Really, some women knew how to keep you away from their lips.
So he went on with the story. “I never saw my father again, I think my mother’s death broke him. He travelled, sent me the occasional postcards, but that was all. Last I heard he was working in a bar in a place called Foz do Iguaçu in Brazil.
“My grandparent raised me and loved me and gave me all the things my father had apparently ‘thrown away.’ They made sure I went to a good school and an even better university. They wanted me to have choices, any career I could dream of, they would help me achieve. But for me, there was only one choice. I wanted to be a doctor and help women through safe pregnancies. No woman would suffer. No man would ever be broken by losing his wife.”
His hands were clasped in is lap; he made them relax and breathed through the dread that squeezed his heart. He’d started the story so he had better finish it; they were very near the end anyway.
“I worked in the NHS for a while but then…” He sipped his drink. “I got drawn into private practice. Mostly for the money, I needed money at the time, and a colleague invited me to join him in a clinic in Harley Street. Spoilt girls complaining about menstrual cramps, rich couples wanting abortions because the child might have a tiny defect or, I don’t know, was a boy instead of a girl. Russian oligarchs paying thousands to put an obstetrician on call for nine months while their girlfriends called every five minutes to ask if drinking strong tea might harm their baby. In the end…”
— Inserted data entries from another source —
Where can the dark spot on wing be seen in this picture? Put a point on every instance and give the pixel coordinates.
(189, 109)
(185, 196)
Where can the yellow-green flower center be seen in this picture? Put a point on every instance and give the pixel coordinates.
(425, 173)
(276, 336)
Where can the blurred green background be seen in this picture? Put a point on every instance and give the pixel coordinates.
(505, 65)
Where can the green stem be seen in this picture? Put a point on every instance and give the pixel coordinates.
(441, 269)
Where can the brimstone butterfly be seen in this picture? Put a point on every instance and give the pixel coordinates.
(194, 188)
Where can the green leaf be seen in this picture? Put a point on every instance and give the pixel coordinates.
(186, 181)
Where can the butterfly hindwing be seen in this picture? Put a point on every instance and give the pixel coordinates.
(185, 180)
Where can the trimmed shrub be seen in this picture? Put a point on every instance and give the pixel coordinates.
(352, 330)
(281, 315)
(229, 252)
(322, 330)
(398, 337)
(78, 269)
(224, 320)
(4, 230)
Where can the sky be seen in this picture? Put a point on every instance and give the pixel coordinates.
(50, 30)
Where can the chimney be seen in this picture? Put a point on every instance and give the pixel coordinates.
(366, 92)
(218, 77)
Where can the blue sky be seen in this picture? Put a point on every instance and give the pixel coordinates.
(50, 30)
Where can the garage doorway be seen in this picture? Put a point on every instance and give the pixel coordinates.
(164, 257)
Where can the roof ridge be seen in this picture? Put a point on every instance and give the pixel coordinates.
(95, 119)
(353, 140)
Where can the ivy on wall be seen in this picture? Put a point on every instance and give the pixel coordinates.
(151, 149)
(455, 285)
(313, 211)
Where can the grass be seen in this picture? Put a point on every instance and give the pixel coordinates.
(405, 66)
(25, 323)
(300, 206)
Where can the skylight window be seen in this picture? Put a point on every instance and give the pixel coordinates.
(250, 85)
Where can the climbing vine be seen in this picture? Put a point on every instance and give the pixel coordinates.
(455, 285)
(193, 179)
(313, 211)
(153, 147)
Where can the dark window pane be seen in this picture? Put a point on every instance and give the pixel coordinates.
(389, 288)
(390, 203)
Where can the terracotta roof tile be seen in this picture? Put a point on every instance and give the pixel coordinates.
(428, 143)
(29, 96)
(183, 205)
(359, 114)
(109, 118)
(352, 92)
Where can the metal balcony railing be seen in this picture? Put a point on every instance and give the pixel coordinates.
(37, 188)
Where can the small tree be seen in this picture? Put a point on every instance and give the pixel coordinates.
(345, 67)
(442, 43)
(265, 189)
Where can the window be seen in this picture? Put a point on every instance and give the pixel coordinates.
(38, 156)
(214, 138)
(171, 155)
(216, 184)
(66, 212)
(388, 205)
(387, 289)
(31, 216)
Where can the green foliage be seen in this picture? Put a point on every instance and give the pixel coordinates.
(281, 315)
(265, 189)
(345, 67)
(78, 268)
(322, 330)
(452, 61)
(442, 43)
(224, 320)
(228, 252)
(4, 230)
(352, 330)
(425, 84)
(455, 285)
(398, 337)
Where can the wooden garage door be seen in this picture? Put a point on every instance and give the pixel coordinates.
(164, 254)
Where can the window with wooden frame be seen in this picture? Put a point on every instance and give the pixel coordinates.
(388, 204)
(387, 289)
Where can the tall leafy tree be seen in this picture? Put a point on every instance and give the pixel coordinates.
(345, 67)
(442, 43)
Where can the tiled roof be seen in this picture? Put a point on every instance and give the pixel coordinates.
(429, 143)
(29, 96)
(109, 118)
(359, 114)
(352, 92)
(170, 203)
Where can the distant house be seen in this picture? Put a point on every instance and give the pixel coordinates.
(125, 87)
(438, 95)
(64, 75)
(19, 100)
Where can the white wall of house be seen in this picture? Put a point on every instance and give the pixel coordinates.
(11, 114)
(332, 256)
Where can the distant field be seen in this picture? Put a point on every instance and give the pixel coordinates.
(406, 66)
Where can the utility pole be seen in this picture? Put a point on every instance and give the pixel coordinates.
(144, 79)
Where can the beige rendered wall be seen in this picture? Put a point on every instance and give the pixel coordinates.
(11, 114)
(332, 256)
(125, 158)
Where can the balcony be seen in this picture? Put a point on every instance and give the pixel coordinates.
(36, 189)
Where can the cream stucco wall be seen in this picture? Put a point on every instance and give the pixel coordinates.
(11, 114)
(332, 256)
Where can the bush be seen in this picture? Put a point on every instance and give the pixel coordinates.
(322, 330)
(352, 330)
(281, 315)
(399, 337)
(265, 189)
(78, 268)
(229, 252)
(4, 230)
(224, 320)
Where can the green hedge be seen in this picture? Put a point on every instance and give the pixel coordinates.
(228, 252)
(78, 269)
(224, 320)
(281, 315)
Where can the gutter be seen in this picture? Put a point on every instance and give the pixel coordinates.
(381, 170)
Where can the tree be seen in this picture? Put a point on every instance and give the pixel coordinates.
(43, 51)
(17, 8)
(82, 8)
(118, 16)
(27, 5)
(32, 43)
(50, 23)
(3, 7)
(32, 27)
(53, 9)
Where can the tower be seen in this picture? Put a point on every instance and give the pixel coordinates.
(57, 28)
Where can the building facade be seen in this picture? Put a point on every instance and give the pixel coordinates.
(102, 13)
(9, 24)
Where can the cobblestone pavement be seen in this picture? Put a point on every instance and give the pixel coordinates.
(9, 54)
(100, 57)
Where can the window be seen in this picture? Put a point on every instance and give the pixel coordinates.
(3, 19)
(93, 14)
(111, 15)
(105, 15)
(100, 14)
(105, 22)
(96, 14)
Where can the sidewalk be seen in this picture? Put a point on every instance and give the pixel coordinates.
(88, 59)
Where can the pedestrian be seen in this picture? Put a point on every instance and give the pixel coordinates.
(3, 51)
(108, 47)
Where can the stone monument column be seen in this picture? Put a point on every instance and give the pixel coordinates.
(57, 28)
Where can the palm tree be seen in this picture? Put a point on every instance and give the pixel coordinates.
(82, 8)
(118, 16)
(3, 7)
And it was nearly the end of the story, even if he’d jumped over a big chunk of it.
“In the end, I became the kind of doctor I used to despise. I spent every weekend at some conference or other, making a name for myself, which brought me more clients, made me rich and drained away my self-respect. By then, I couldn’t even remember why I had wanted to be a doctor. Until tonight, I thought I hated medicine. I had actually come here to escape, to find a new job, taxi driver, anything as long as it was not related to medicine.”
“You came to this car-free island to be a taxi driver?” she teased. A soft half joke to ease away his self-condemnation.
He wondered if she’d have been so charitable had he told her the truth. He hadn’t lied but he’d trimmed his story, cutting around the heart of it. Even so, it was good to have told some of it; his heart felt easier.